Обедали с городничим и судьей часа четыре. Городничий оказался сослуживцем полковника Качмарева по батарее. Впрочем, все разговоры за трапезой Иванов вспоминал будто в дыму - так много выпили. А что привезли домой на дрожках судьи и разоблачали отец с Михаилом, узнал из рассказов. Утром матушка подала огуречного рассолу, а Иван Ларионыч добавил водки с редичным соком. Но все же полдня прошло, пока до конца очухался.

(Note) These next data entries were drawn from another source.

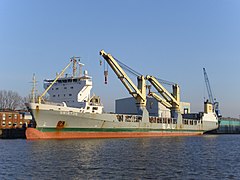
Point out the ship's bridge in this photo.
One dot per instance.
(71, 90)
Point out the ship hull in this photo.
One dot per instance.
(54, 122)
(35, 134)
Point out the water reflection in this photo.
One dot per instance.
(203, 157)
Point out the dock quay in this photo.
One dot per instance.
(227, 125)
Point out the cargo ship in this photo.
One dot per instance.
(73, 113)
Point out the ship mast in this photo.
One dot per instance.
(49, 87)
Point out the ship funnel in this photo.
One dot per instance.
(85, 73)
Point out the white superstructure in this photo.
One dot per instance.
(74, 91)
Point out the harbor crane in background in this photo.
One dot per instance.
(210, 95)
(171, 101)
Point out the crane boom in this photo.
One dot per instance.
(210, 96)
(160, 99)
(166, 95)
(139, 93)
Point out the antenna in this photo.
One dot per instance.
(33, 92)
(80, 67)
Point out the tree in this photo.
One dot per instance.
(10, 100)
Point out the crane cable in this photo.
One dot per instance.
(135, 73)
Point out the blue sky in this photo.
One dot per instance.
(170, 39)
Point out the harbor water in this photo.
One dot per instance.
(200, 157)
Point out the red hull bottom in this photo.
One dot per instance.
(34, 134)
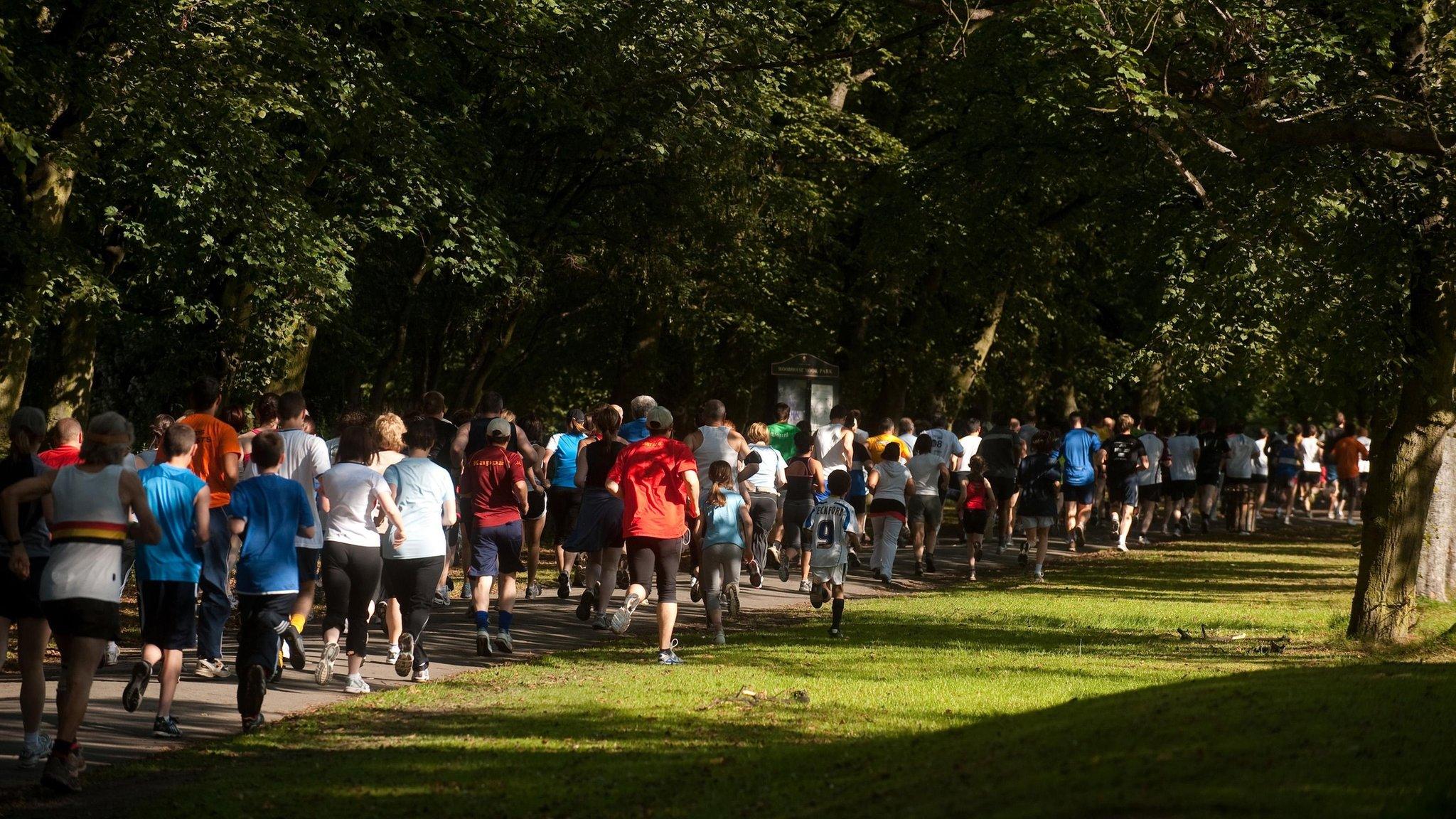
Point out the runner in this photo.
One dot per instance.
(21, 596)
(889, 481)
(657, 481)
(562, 494)
(92, 503)
(271, 513)
(1082, 452)
(427, 505)
(925, 506)
(494, 487)
(835, 531)
(1125, 459)
(168, 572)
(599, 525)
(978, 505)
(1039, 481)
(216, 462)
(350, 496)
(725, 530)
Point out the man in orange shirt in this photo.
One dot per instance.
(1349, 451)
(216, 462)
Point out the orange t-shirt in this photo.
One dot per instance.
(215, 439)
(1349, 451)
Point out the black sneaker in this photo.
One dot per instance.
(166, 727)
(136, 687)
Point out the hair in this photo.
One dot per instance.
(721, 476)
(98, 449)
(757, 433)
(433, 402)
(267, 449)
(291, 405)
(419, 433)
(389, 432)
(176, 441)
(608, 420)
(978, 466)
(204, 394)
(355, 445)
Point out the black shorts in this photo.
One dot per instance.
(21, 599)
(83, 617)
(168, 614)
(1004, 488)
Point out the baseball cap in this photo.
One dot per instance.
(658, 419)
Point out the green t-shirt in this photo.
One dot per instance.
(781, 437)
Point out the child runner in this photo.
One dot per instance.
(835, 528)
(725, 530)
(168, 572)
(269, 512)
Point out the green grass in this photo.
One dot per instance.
(1074, 698)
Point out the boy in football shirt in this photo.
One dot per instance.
(835, 531)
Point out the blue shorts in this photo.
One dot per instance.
(497, 550)
(1082, 494)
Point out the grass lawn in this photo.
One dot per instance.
(1072, 698)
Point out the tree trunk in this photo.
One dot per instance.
(1398, 502)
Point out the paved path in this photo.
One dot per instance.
(205, 709)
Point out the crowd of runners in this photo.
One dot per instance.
(218, 515)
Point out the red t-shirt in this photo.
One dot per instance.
(60, 456)
(490, 477)
(654, 498)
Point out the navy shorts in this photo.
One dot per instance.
(497, 550)
(1082, 494)
(168, 614)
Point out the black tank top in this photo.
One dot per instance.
(601, 455)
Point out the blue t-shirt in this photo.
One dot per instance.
(721, 522)
(1076, 448)
(633, 430)
(172, 494)
(274, 508)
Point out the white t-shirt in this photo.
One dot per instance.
(1154, 446)
(353, 491)
(1184, 452)
(925, 469)
(1241, 456)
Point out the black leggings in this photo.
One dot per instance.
(661, 554)
(412, 582)
(350, 580)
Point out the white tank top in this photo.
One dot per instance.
(86, 537)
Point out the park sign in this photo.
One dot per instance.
(808, 385)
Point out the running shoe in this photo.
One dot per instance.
(211, 669)
(405, 656)
(297, 655)
(136, 687)
(166, 727)
(589, 599)
(323, 672)
(33, 752)
(623, 616)
(255, 685)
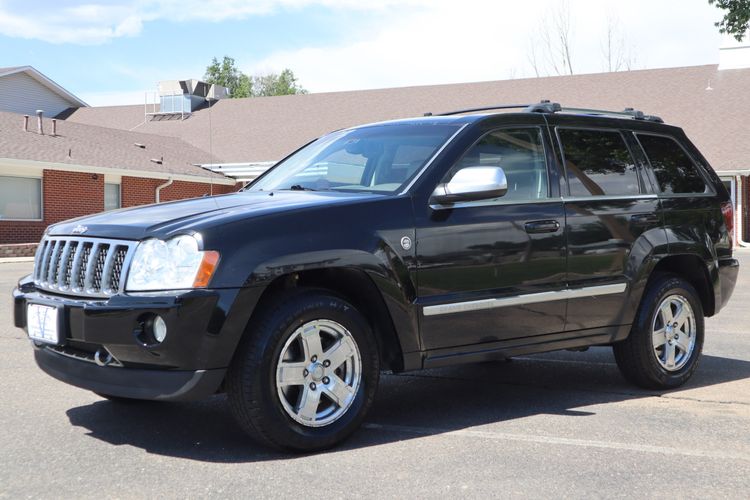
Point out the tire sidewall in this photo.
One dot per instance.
(666, 287)
(275, 420)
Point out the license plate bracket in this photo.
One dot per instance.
(43, 323)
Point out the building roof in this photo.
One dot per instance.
(79, 145)
(700, 99)
(44, 80)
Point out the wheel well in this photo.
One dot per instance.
(356, 287)
(692, 269)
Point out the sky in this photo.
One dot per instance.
(112, 52)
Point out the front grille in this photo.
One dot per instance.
(90, 267)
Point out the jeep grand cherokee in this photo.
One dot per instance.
(401, 245)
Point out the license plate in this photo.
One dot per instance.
(41, 323)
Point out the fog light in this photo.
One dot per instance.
(159, 329)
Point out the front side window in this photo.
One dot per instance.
(674, 170)
(111, 196)
(379, 159)
(20, 198)
(598, 163)
(520, 153)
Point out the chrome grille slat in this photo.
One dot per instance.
(63, 265)
(101, 259)
(53, 262)
(88, 267)
(38, 257)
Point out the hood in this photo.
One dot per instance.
(164, 219)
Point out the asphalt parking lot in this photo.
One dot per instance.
(561, 424)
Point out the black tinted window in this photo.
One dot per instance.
(675, 172)
(519, 152)
(598, 163)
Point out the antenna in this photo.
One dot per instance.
(210, 138)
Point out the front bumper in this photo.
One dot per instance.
(203, 330)
(165, 385)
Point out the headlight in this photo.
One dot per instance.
(170, 265)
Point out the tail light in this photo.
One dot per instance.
(727, 210)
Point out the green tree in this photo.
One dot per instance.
(284, 83)
(226, 74)
(736, 19)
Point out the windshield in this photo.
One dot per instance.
(381, 158)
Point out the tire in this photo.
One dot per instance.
(277, 372)
(656, 354)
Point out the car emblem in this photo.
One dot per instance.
(406, 243)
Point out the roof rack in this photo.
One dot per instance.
(626, 113)
(546, 106)
(543, 106)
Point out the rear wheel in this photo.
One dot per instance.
(665, 343)
(305, 374)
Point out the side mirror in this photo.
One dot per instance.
(471, 184)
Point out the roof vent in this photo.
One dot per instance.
(179, 98)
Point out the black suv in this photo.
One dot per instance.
(403, 245)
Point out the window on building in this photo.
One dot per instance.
(520, 153)
(675, 171)
(598, 163)
(20, 198)
(111, 196)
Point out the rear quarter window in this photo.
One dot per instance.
(675, 171)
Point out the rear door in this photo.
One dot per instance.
(608, 205)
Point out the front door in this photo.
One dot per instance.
(490, 270)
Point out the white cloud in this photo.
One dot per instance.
(470, 40)
(90, 23)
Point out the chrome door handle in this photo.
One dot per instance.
(542, 226)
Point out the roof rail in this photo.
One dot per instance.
(627, 112)
(543, 106)
(483, 108)
(546, 106)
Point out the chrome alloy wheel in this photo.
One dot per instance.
(318, 373)
(674, 332)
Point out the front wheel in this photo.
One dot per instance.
(306, 372)
(666, 340)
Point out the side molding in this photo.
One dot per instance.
(519, 300)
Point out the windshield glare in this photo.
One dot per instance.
(381, 158)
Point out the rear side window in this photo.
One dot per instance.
(598, 163)
(674, 170)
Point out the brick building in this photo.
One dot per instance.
(63, 170)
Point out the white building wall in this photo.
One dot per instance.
(734, 54)
(19, 93)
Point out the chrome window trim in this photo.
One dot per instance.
(573, 199)
(488, 203)
(431, 160)
(564, 199)
(619, 131)
(519, 300)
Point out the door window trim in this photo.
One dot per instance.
(490, 203)
(643, 192)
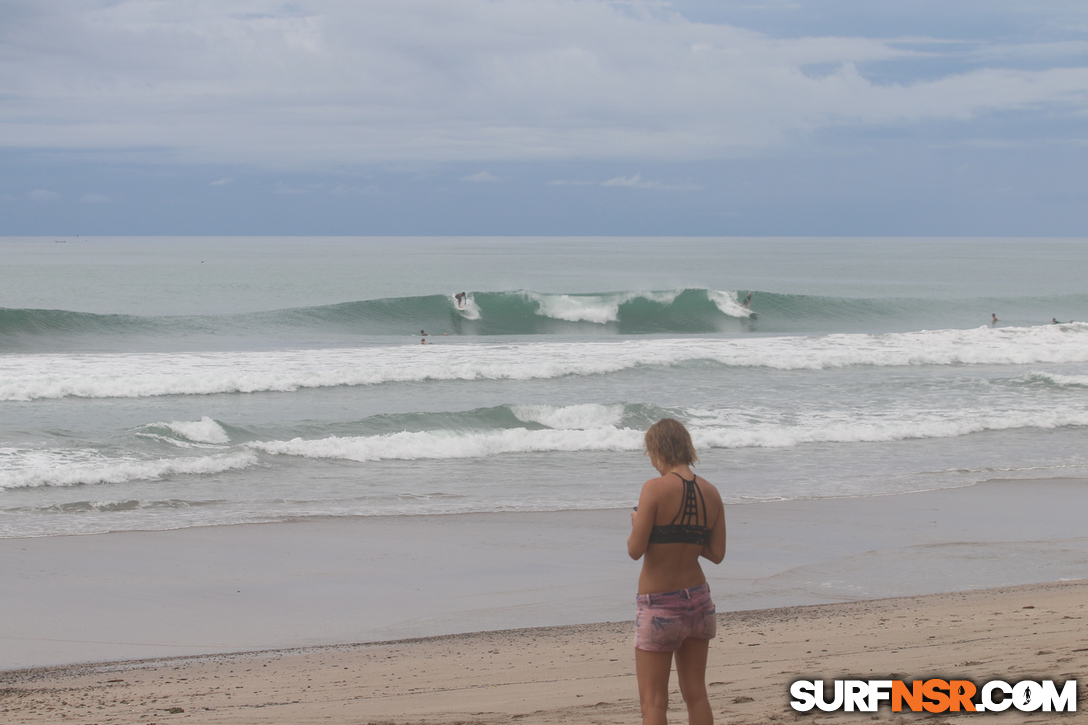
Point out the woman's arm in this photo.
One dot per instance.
(642, 523)
(715, 549)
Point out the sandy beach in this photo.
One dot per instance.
(485, 618)
(584, 674)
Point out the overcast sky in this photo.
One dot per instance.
(544, 117)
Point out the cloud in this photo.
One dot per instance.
(481, 176)
(328, 83)
(638, 182)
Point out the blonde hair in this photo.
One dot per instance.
(668, 441)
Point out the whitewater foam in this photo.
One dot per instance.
(570, 417)
(206, 431)
(123, 375)
(33, 468)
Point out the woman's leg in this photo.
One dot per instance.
(652, 670)
(691, 672)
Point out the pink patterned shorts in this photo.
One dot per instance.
(663, 622)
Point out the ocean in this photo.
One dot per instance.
(151, 383)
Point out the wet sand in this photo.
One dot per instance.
(806, 590)
(225, 589)
(584, 673)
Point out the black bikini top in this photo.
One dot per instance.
(685, 527)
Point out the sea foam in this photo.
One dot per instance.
(32, 377)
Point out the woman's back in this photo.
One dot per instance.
(681, 517)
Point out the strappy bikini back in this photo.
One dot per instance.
(685, 526)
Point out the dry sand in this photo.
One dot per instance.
(584, 673)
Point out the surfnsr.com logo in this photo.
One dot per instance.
(935, 696)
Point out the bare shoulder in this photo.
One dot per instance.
(655, 487)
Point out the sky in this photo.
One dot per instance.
(718, 118)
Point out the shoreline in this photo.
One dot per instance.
(584, 673)
(133, 596)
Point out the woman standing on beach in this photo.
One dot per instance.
(679, 518)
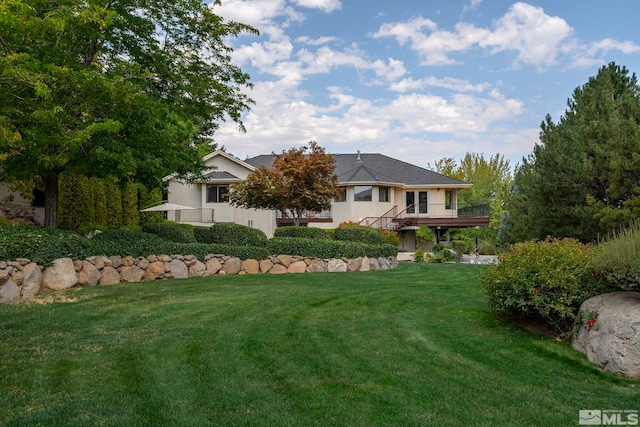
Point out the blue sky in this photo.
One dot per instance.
(419, 80)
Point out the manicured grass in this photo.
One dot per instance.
(414, 346)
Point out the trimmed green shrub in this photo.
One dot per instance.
(304, 232)
(462, 247)
(170, 231)
(114, 203)
(41, 244)
(320, 248)
(618, 259)
(389, 237)
(548, 279)
(99, 201)
(130, 213)
(138, 243)
(231, 234)
(359, 233)
(425, 234)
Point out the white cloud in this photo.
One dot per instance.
(317, 41)
(257, 13)
(457, 85)
(536, 37)
(472, 5)
(327, 6)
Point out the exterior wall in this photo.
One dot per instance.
(350, 210)
(195, 195)
(16, 198)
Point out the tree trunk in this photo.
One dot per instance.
(51, 200)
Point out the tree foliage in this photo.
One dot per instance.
(128, 89)
(583, 178)
(298, 182)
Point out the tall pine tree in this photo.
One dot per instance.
(583, 178)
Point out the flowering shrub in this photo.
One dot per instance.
(548, 279)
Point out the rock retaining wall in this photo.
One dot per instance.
(22, 279)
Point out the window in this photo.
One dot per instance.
(363, 193)
(383, 195)
(217, 193)
(343, 195)
(450, 199)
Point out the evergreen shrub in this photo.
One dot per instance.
(231, 234)
(389, 237)
(358, 233)
(41, 244)
(305, 232)
(171, 231)
(548, 279)
(320, 248)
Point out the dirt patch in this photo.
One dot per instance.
(50, 299)
(537, 326)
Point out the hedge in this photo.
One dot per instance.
(304, 232)
(41, 244)
(137, 243)
(320, 248)
(358, 234)
(231, 234)
(171, 231)
(44, 245)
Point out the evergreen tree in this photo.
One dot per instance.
(583, 178)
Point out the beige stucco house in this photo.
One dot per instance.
(377, 190)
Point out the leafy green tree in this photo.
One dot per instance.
(298, 182)
(583, 178)
(123, 88)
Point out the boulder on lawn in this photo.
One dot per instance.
(60, 276)
(610, 332)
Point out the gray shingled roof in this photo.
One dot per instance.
(220, 175)
(374, 167)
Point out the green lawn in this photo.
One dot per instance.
(414, 346)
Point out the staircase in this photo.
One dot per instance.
(398, 223)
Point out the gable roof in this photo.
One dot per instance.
(217, 175)
(374, 168)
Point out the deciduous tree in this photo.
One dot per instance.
(122, 88)
(300, 180)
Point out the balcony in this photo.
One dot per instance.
(431, 215)
(203, 216)
(305, 219)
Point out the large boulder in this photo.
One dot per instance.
(297, 267)
(31, 280)
(131, 274)
(336, 265)
(250, 266)
(179, 269)
(612, 340)
(154, 271)
(61, 275)
(89, 274)
(232, 266)
(110, 276)
(212, 265)
(9, 292)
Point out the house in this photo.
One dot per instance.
(376, 190)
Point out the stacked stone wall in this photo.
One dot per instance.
(22, 279)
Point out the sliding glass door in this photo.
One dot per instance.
(417, 201)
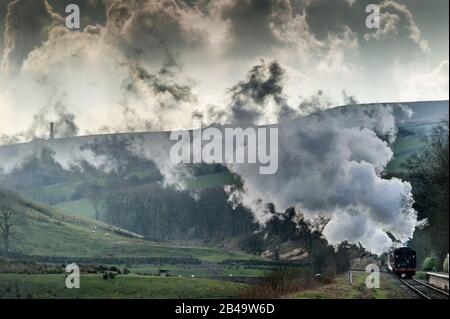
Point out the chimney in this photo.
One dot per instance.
(52, 130)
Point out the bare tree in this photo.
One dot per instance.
(9, 222)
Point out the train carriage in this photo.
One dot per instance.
(402, 262)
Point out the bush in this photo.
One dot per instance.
(253, 244)
(279, 282)
(429, 264)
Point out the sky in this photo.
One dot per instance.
(155, 65)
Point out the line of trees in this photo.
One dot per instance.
(429, 175)
(10, 220)
(166, 214)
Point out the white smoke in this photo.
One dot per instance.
(330, 166)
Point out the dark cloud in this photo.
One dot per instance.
(264, 85)
(27, 24)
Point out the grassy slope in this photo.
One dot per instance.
(129, 286)
(404, 148)
(84, 208)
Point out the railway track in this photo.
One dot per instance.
(424, 290)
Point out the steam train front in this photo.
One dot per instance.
(402, 262)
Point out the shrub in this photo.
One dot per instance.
(429, 264)
(253, 243)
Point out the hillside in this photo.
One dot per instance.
(45, 231)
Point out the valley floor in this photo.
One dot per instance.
(390, 288)
(121, 287)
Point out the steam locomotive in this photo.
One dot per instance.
(402, 262)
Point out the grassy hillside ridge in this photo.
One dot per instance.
(122, 287)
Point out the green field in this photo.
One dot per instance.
(122, 287)
(403, 149)
(48, 231)
(84, 208)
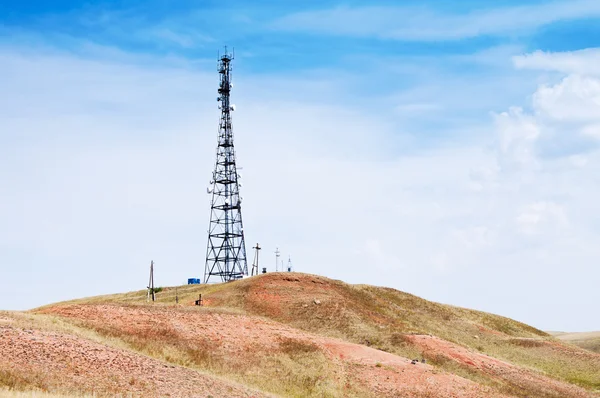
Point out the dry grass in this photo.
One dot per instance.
(377, 317)
(6, 393)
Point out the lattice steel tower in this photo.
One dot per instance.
(226, 250)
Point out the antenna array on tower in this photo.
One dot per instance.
(226, 250)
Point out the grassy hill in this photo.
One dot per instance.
(292, 334)
(588, 340)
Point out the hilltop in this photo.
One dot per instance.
(588, 340)
(286, 334)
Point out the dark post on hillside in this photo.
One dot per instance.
(151, 282)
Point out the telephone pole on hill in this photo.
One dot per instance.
(226, 250)
(255, 262)
(151, 283)
(277, 255)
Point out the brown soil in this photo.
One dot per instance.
(240, 338)
(439, 349)
(63, 363)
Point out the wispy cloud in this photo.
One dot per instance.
(425, 24)
(585, 62)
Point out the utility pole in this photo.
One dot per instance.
(226, 250)
(151, 283)
(277, 255)
(255, 262)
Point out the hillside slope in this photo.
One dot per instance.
(304, 335)
(588, 340)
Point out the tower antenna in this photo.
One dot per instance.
(226, 250)
(255, 262)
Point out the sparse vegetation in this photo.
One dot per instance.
(380, 318)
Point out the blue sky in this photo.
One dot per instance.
(449, 150)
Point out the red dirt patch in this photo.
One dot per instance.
(65, 363)
(434, 347)
(240, 338)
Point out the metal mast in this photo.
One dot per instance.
(226, 250)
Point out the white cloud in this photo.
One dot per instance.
(582, 62)
(105, 167)
(517, 133)
(422, 24)
(542, 217)
(575, 99)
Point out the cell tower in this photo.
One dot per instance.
(226, 250)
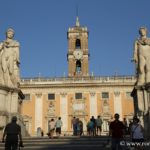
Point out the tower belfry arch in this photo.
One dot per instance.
(78, 53)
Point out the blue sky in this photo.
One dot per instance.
(41, 28)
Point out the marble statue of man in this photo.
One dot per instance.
(142, 57)
(9, 49)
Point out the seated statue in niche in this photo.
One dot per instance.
(9, 60)
(142, 57)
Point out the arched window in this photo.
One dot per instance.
(78, 44)
(78, 66)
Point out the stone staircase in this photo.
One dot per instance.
(64, 143)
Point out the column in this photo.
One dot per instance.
(64, 110)
(38, 111)
(93, 104)
(118, 104)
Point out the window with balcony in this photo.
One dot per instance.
(78, 95)
(27, 96)
(105, 95)
(51, 96)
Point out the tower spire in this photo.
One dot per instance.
(77, 18)
(77, 21)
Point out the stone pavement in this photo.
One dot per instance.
(68, 143)
(64, 143)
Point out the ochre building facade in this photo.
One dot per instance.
(79, 94)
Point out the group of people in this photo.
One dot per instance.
(94, 126)
(77, 126)
(55, 125)
(117, 130)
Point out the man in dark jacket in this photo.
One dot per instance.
(116, 130)
(12, 131)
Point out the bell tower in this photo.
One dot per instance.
(78, 53)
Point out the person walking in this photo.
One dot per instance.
(74, 126)
(51, 128)
(99, 123)
(11, 132)
(58, 126)
(116, 130)
(136, 134)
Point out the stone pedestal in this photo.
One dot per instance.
(9, 104)
(141, 96)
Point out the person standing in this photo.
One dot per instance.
(12, 131)
(74, 125)
(58, 126)
(116, 130)
(99, 123)
(137, 131)
(51, 128)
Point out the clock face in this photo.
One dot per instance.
(78, 54)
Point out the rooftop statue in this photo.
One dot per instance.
(142, 57)
(9, 60)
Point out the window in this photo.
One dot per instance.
(51, 96)
(105, 95)
(128, 94)
(78, 96)
(27, 96)
(78, 44)
(78, 66)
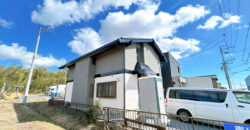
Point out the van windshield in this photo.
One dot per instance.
(243, 97)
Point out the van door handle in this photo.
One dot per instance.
(241, 106)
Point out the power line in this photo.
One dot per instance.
(211, 45)
(238, 11)
(225, 69)
(247, 58)
(246, 42)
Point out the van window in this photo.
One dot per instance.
(172, 94)
(198, 95)
(210, 96)
(242, 97)
(185, 94)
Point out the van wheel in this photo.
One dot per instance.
(247, 122)
(184, 115)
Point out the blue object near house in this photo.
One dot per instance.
(55, 95)
(229, 126)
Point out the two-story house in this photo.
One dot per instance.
(110, 73)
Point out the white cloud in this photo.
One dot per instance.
(56, 12)
(86, 40)
(230, 19)
(213, 21)
(16, 52)
(144, 22)
(5, 24)
(179, 47)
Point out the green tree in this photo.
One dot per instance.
(41, 78)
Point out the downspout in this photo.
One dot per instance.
(124, 93)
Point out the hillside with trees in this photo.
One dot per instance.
(41, 78)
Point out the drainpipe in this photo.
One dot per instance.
(124, 79)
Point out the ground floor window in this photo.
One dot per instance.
(106, 89)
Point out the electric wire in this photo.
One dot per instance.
(244, 50)
(237, 28)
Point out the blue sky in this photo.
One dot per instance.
(192, 30)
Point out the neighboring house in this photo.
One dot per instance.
(248, 82)
(209, 81)
(172, 77)
(110, 73)
(171, 72)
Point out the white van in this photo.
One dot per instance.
(215, 104)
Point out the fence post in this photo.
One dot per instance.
(192, 123)
(108, 115)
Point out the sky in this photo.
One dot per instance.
(192, 30)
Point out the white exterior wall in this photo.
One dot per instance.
(151, 95)
(111, 102)
(248, 82)
(198, 82)
(130, 57)
(81, 79)
(132, 93)
(109, 61)
(151, 59)
(68, 92)
(70, 75)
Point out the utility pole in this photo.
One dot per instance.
(226, 70)
(32, 66)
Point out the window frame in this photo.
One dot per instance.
(104, 89)
(238, 92)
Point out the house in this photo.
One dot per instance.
(172, 77)
(248, 82)
(171, 72)
(110, 73)
(207, 81)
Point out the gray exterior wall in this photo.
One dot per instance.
(130, 57)
(70, 75)
(174, 65)
(170, 72)
(151, 59)
(85, 69)
(199, 82)
(248, 82)
(110, 61)
(80, 92)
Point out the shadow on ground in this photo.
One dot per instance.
(58, 115)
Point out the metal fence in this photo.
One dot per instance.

16 декабря уже в своей деревенской церкви отслужили напутственный молебен. После него собралось большое застолье с той водкой, которую приберегли 5 ноября. Уже затемно, выпарившись еще разок с отцом в бане, унтер залег с ним рядом на печку. Иван Ларионыч скоро заснул, а "новый помещик" ворочался и думал, как летит время, - два с половиной месяца будто один день проскочили. Ждал почти тридцать лет отпуска, а вышло, что с матушкой родимой разу толком не поговорил. Разве в первое воскресенье, когда ходили Николе молебен служить, а потом на погосте дорогих покойников навестили. А ведь сколько вспоминал ее, сколько ждал встречи... И вдруг почти рядом шепот:
- Не спишь, Санюшка?
- Нет, маманя.
- Слезь-ка да деда не разбуди. Побуднить шепотком хочу.
Вот катанки вздень, понизу дует горазд.
И вот сидят рядом на конике. Чуть мерцает лампадка, что зажгла матушка на его завтрашний отъезд.
- Ты жене с дочкой мое благословение отвези. Скажи, за них каждый вечер молюсь, своими кровными почитаю... А тебя увижу ль еще, радетеля нашего?..
- Теперь-то увидимся, матушка. Год, много два пройдет, и снова приеду вас всех на волю отпущать.
- Нам с дедом той воли не надо. Зря деньги извел. Что с нас барину взять? А детям да внукам-правнукам она надобна.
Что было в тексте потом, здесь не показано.